L'AES, une alliance qui tourne le dos à la France
Le Niger, comme ses voisins le Mali et le Burkina Faso, est confronté depuis le milieu des années 2010 à la menace jihadiste. Les attaques meurtrières visant civils et militaires restent récurrentes, en particulier dans la région de Tillabéri, à la frontière du Mali et du Burkina Faso. Les trois pays, tous gouvernés par des juntes, ont formé une confédération, l'Alliance des États du Sahel, et ont rompu leur coopération militaire avec la France, leur ancien partenaire clé dans la lutte anti-jihadiste, pour se rapprocher de la Russie.
La junte de Niamey accuse régulièrement l'ex-puissance coloniale de financer les jihadistes pour la déstabiliser, ce que Paris dément formellement. En avril dernier, le JNIM avait durement frappé le Mali voisin, jusque dans la capitale Bamako, démontrant la capacité de nuisance de ces groupes dans la région.
La junte affirme reprendre le contrôle
Ce samedi midi, le régime militaire a affirmé « reprendre progressivement le contrôle » face à des mutins qui ont « entrepris de séquestrer » des soldats dans la base militaire et « effectué des tirs sur certains sites sensibles » de la capitale. Dans un communiqué signé du ministre de la Défense, le général Salifou Mody, les autorités appellent la population à « garder son calme et vaquer librement à ses occupations ». Bana Wagana Ibrahim, membre du bureau du Conseil consultatif de la refondation du Niger, a également assuré sur Facebook que la base 101 avait été prise pour cible, affirmant que les forces de sécurité en avaient repris le contrôle : « Une autre attaque lâche contre la base 101, et encore une fois nos forces de défense et de sécurité ont assuré. Situation sous contrôle. »

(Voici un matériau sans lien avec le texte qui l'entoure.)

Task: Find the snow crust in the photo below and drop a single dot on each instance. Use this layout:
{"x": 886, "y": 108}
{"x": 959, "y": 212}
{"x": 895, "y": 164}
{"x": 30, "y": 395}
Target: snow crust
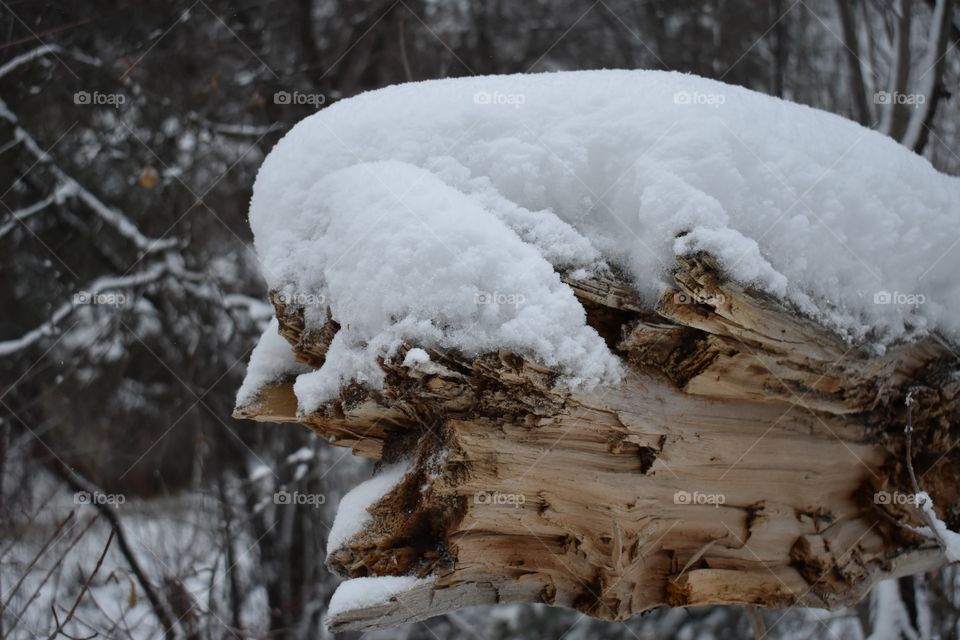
{"x": 440, "y": 213}
{"x": 270, "y": 360}
{"x": 949, "y": 539}
{"x": 352, "y": 515}
{"x": 365, "y": 592}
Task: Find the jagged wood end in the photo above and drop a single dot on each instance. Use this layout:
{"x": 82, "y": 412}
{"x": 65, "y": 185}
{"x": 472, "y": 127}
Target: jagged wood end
{"x": 737, "y": 463}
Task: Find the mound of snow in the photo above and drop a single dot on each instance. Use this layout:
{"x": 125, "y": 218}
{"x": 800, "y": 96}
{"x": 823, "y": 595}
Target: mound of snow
{"x": 352, "y": 514}
{"x": 271, "y": 360}
{"x": 440, "y": 213}
{"x": 366, "y": 592}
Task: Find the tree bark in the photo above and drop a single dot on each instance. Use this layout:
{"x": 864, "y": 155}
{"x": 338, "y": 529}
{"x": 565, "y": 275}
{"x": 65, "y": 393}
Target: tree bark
{"x": 739, "y": 462}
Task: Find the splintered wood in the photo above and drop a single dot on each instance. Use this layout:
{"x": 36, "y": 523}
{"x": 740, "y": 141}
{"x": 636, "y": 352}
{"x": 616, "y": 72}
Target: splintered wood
{"x": 748, "y": 457}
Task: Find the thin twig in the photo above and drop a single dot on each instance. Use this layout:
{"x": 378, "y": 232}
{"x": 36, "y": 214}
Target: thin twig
{"x": 83, "y": 590}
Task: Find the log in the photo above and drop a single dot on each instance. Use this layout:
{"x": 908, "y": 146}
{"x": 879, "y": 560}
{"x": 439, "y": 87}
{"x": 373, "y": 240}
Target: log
{"x": 750, "y": 456}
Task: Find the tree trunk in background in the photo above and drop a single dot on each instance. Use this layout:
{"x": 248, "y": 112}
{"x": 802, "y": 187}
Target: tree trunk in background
{"x": 749, "y": 457}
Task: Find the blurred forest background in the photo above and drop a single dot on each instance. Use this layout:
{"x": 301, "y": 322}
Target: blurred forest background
{"x": 130, "y": 136}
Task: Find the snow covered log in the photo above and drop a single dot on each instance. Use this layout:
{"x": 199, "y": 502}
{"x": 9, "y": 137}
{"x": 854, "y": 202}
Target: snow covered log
{"x": 598, "y": 375}
{"x": 747, "y": 458}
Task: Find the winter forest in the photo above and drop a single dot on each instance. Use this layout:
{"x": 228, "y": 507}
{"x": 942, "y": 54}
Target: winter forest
{"x": 668, "y": 348}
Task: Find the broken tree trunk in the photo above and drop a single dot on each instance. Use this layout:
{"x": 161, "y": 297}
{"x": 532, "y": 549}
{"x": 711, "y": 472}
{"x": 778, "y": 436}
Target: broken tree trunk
{"x": 749, "y": 457}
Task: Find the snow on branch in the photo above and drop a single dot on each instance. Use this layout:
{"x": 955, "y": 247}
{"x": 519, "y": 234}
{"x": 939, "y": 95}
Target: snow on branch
{"x": 115, "y": 218}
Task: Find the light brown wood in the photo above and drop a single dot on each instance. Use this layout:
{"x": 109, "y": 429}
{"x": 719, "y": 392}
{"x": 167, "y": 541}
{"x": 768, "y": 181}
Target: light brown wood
{"x": 737, "y": 463}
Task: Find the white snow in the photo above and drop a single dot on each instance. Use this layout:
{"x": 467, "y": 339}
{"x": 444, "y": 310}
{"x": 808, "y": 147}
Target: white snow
{"x": 271, "y": 360}
{"x": 438, "y": 213}
{"x": 365, "y": 592}
{"x": 352, "y": 514}
{"x": 416, "y": 357}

L'origine des tirs restait toutefois inconnue en début d'après-midi, et aucune communication officielle n'avait été émise par les autorités nigériennes. La France, qui a perdu son influence dans la région, observe avec attention ces événements qui confirment, s'il en était besoin, que le départ de nos forces n'a en rien pacifié la situation au Sahel.
FAQ : Ce qu'il faut retenir des affrontements au Niger
Qui a attaqué la base 101 de Niamey ?
L'origine des tirs n'était pas encore officiellement confirmée samedi après-midi. Le régime militaire évoque des mutins ayant séquestré des soldats, tandis que des responsables locaux mentionnent une attaque contre la base. Les précédentes attaques sur ce site avaient été revendiquées par l'État islamique et le JNIM.
Pourquoi la base 101 est-elle un site stratégique ?
La base 101 abrite le quartier général des forces russes Africa Corps, l'état-major de l'Alliance des États du Sahel, ainsi qu'une cargaison de concentré d'uranium bloquée depuis janvier. C'est un point névralgique pour le régime du général Tiani.
Quelle est la situation actuelle au Niger ?
Le régime militaire affirme avoir repris le contrôle de la situation et appelle la population au calme. La télévision publique a repris ses programmes. Le Niger reste confronté à une menace jihadiste persistante, notamment dans la région de Tillabéri.